岡山県で奇妙な交通事故があった。71歳の女性と3歳の孫の男の子がワゴン車にはねられ、女性は死亡、孫も重傷を負った。運転していた男性(70)は、知らぬ間に睡眠薬を飲まされていた。ワゴン車には女性(59)が同乗していたが、事故の直前に降りて無事だった。リポーターの阿部祐二がナゾを追った。
清涼飲料水に3種類の導入剤
事故があったのは5月13日(2011年)午後2時50分ごろ。岡山県浅口市の国道を蛇行しながら走っていたワゴン車が歩道に乗り上げ、2人をはねた。運転していた男性は警察の事情聴取の最中も朦朧とした様子で、最後には眠ってしまうほどだった。尿検査の結果、睡眠導入剤など3種類の睡眠薬が検出された。本人は「睡眠薬を飲んだ覚えはない」といい、警察で捜査したところ、同乗していた女性が昼食のとき、清涼飲料水に混ぜて飲ませたと供述、警察はこの女性を重過失致死傷の疑いで逮捕した。

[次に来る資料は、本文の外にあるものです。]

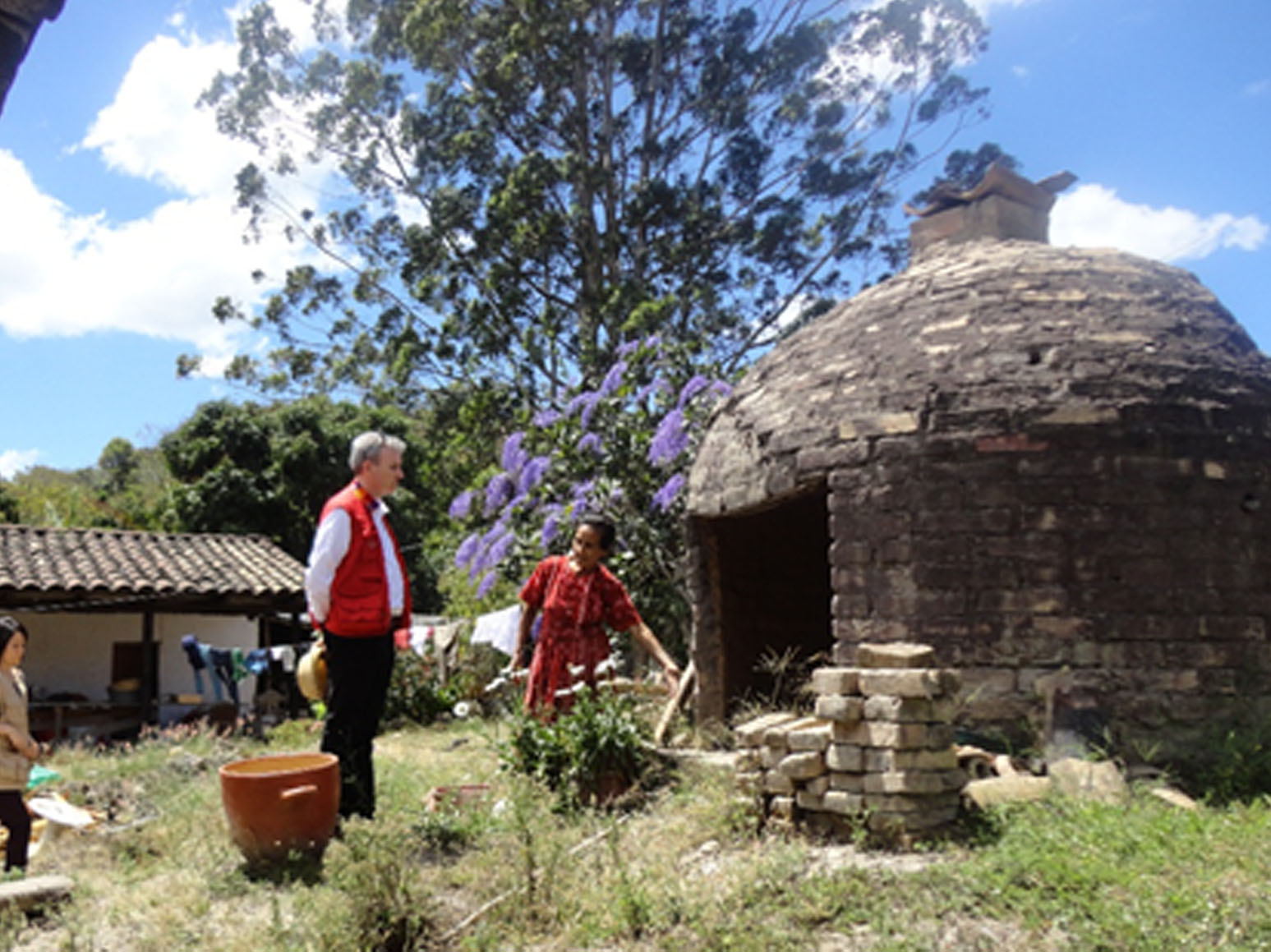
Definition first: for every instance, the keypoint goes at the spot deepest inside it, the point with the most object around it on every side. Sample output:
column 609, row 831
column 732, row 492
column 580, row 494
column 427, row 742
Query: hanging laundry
column 499, row 629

なぜ睡眠薬を飲ませたのか。2人の言い分は異なっている。女性は「関係を求められるのが嫌だった」と主張、男性は「そんなことはない」と否定、「金を返済したくないからではないか」といっている。男性によると、この数か月の間に女性に約1000万円を貸していたという。
信号待ちのスキに自分は逃げ出す
容疑者の女性には、このほかにも不可解な点があると阿部が指摘する。1点目は事故の日。ふだんはそんなことはしないのに、車で自宅まで送ってほしいと頼んでいる。2点目は事故の直前。信号待ちの時に車から突然降りている。3点目は車から降りた後、タクシーで現場に駆けつけている。
キャスターのテリー伊藤は「羽振りのいいお爺さんが狙われたのか」と推測するが、警察は動機など慎重に捜査しているという。
事故で重傷を負った3歳の男の子の父親は、「お金の絡んだ問題と聞いている。そのようなことで2人が犠牲になるなんて許せない」と話す。何の落ち度もない祖母と孫が中高年の金銭に絡んだ揉め事の犠牲になってしまった。